Perhaps the easiest way besides naked pictures—I'm looking at you, Jenny Farley and Greg Oden—for a celebrity to make her name burn up Google Trends is to die. J.D. Salinger and Howard Zinn both passed away during our contest. Some submissions handled these passings quite well; others chose to simply put words in the mouths of these late, great men. This entry was off to a good start—until Zinn showed up looking surprisingly animated:

The annual State of the Union address, President Obama's first, led to a creative GOP response this Wednesday evening. The governor of Virginia, Bob McDonnell, focused his talk on the newly-released iPad as a metaphor, alternately for Mr. Obama's new economic plan and his wife, Maureen McDonnell. "It's expensive, unrealistic, and comes with a lot of hidden defects," he told the small crowd, which included his five children and Howard Zinn. After the speech, Mr. Zinn railed fiercely against the governor's policy goals. But he reluctantly admitted that they had some common ground: "the new iPad *is* a disappointment."


Other entries, however, spun surprisingly realistic tales. This well-crafted entry from Andrew, which included 15 of the hour's 20 trends, is framed as an obituary for Salinger, taking advantage of the fact that so many of the day's trends focused on the Catcher in the Rye author's work and life:

Author J.D. Salinger died on Thursday at 91 in his home in Cornish, NH. His book "Catcher in the Rye," and stories such as "A Perfect Day for Bananfish," "Franny and Zooey," and "Raise High the Roof Beam Carpenters," have already been the subject of an intense bidding war for film rights with Miramax taking the lead and an open casting call for the part of Holden Caulfied scheduled for this spring. Margaret Salinger has not ruled out the possibility of sullying her father's legacy by making his beloved and sacrosanct fiction into major motion pictures. One of Salinger's quotes, "It was a very stupid thing to do, I'll admit, but I hardly didn't even know I was doing it," represented Ms. Salinger's equivocation over the future of her late father's work. Salinger's former lover, Joyce Maynard has vehemently opposed any filmic representation.
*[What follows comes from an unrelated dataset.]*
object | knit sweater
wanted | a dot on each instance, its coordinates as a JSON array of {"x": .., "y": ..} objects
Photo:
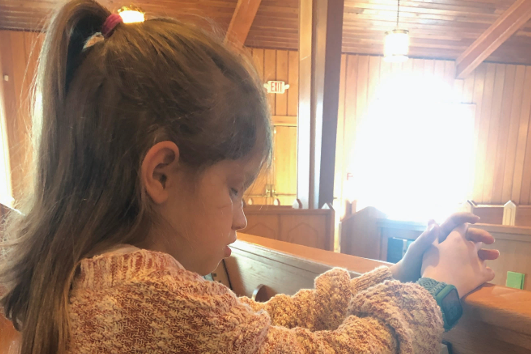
[{"x": 146, "y": 302}]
Miramax is also in talks with the family of the late Howard Zinn to create a left-leaning documentary based on his last book to be posthumously published under the name "Wall Street 2," the book is an examination of the financial crisis from a dialectical materialistic standpoint. In the book, Dr. Zinn is expected to be especially critical of Fed chairman Ben Bernanke whose reconfirmation vote he opposed. Zinn, who died after an accident in one of the Toyota models affected by the recent recall, was eulogized by consumer advocate Ralph Nader who called Toyotas, "Unsafe at any speed."